R: Remove duplicates from a dataframe based on categories in a column
Since you mentioned you have 10 million rows, here is a data.table
solution:
library(data.table)
setDT(df)[, .SD[which.min(factor(Category, levels = c("PT","DI","GT","SY")))], by=.(Name, Course)]
Result:
Name Course Category
1: Jason ML PT
2: Jason DS DI
3: Nancy ML PT
4: Nancy DS DI
5: James ML SY
6: John DS GT
Benchmarking:
# Random resampling of `df` to generate 10 million rows
set.seed(123)
df_large = data.frame(lapply(df, sample, 1e7, replace = TRUE))
# Data prep Base R
df1 <- df_large
df1$Category <- factor(df1$Category, levels = c("PT", "DI", "GT", "SY"))
df1 <- df1[order(df1$Category), ]
# Data prep data.table
df2 <- df_large
df2$Category <- factor(df2$Category, levels = c("PT", "DI", "GT", "SY"))
setDT(df2)
Results:
library(microbenchmark)
microbenchmark(df1[!duplicated(df1[,c('Name', 'Course')]), ],
df2[, .SD[which.min(df2$Category)], by=.(Name, Course)])
Unit: milliseconds
expr min lq mean
df1[!duplicated(df1[, c("Name", "Course")]), ] 1696.7585 1719.4932 1788.5821
df2[, .SD[which.min(df2$Category)], by = .(Name, Course)] 387.8435 409.9365 436.4381
median uq max neval
1774.3131 1803.7565 2085.9722 100
427.6739 451.1776 558.2749 100
Data:
df = structure(list(Name = structure(c(2L, 2L, 2L, 2L, 2L, 2L, 4L,
4L, 4L, 4L, 1L, 3L), .Label = c("James", "Jason", "John", "Nancy"
), class = "factor"), Course = structure(c(2L, 2L, 2L, 2L, 1L,
1L, 2L, 2L, 1L, 1L, 2L, 1L), .Label = c("DS", "ML"), class = "factor"),
Category = structure(c(3L, 1L, 2L, 4L, 4L, 1L, 3L, 4L, 1L,
2L, 4L, 2L), .Label = c("DI", "GT", "PT", "SY"), class = "factor")), .Names = c("Name",
"Course", "Category"), class = "data.frame", row.names = c("1:",
"2:", "3:", "4:", "5:", "6:", "7:", "8:", "9:", "10:", "11:",
"12:"))
Here is a snippet that does what you asked:
df$Category <- factor(df$Category, levels = c("PT", "DI", "GT", "SY"))

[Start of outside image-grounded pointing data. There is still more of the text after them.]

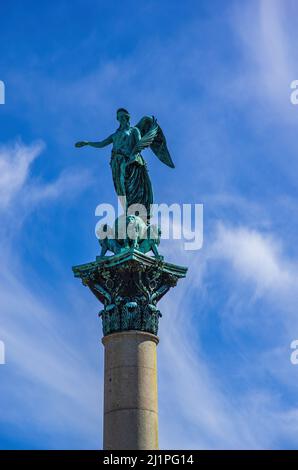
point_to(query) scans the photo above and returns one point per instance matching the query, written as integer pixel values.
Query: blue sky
(217, 76)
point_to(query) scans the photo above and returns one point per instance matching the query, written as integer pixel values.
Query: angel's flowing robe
(131, 181)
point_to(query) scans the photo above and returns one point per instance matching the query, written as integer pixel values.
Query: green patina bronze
(129, 283)
(129, 170)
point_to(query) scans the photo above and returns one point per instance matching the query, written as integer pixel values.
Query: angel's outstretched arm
(100, 144)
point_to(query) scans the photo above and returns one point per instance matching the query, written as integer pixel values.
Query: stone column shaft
(130, 391)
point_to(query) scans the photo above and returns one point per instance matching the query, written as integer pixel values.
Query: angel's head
(123, 116)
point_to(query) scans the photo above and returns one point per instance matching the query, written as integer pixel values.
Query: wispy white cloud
(15, 162)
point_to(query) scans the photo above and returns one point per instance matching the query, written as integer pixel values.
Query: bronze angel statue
(129, 170)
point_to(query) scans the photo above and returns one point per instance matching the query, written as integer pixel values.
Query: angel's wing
(148, 126)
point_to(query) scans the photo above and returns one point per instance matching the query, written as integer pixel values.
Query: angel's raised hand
(81, 144)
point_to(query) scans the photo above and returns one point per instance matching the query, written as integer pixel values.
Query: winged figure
(129, 169)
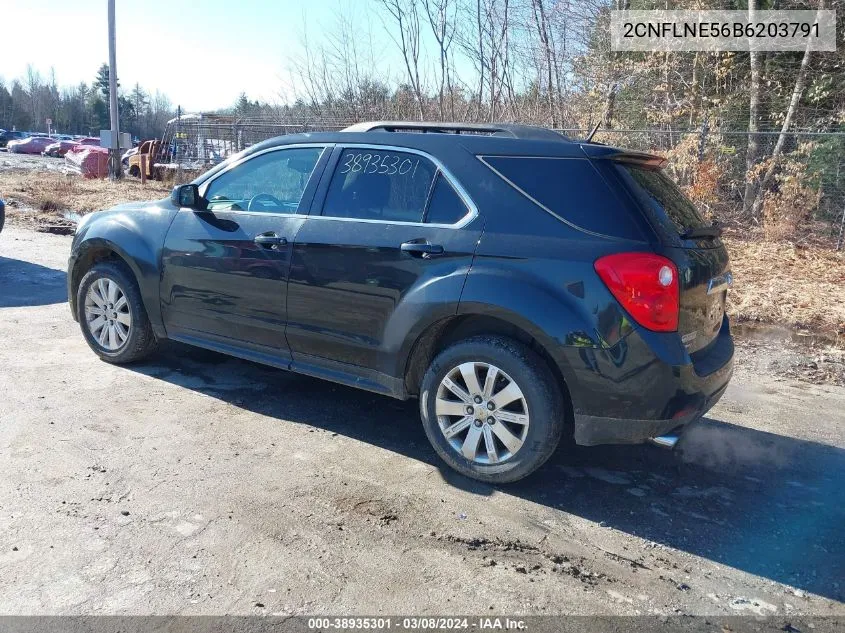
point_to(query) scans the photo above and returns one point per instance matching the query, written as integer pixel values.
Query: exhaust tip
(665, 441)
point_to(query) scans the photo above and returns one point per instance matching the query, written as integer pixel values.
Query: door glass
(445, 206)
(273, 182)
(370, 184)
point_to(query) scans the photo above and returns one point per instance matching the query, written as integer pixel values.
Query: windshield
(656, 191)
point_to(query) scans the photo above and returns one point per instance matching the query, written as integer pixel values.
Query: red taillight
(646, 285)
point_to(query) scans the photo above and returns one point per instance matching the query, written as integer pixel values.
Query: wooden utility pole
(115, 170)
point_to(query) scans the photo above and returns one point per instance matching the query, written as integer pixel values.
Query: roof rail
(502, 129)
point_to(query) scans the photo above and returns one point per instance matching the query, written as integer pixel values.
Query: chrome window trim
(472, 210)
(204, 186)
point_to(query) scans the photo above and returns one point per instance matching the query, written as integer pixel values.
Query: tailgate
(704, 276)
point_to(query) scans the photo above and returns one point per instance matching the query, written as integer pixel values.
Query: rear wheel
(112, 315)
(491, 409)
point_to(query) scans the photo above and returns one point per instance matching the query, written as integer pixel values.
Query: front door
(224, 270)
(391, 222)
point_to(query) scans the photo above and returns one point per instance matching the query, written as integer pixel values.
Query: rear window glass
(656, 191)
(573, 190)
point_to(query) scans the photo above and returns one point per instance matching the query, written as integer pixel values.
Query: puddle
(777, 333)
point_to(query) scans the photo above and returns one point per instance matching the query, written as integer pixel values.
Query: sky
(202, 54)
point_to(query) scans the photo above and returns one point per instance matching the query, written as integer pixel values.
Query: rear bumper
(646, 386)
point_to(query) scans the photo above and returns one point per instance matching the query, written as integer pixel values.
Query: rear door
(392, 221)
(703, 266)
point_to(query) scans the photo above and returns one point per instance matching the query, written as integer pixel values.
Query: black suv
(9, 135)
(524, 286)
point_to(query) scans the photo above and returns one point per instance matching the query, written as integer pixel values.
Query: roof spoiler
(630, 157)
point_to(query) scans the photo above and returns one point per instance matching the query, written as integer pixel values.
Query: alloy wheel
(107, 314)
(482, 412)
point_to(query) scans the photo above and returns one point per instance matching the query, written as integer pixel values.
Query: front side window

df <- df[order(df$Category),]
df[!duplicated(df[,c('Name', 'Course')]),]
Output:
Name Course Category
Jason ML PT
Nancy ML PT
Jason DS DI
Nancy DS DI
John DS GT
James ML SY
Idea is that we sort based on the priority structure. Then we apply the unique operations, which will return the first match. The return will be what we want.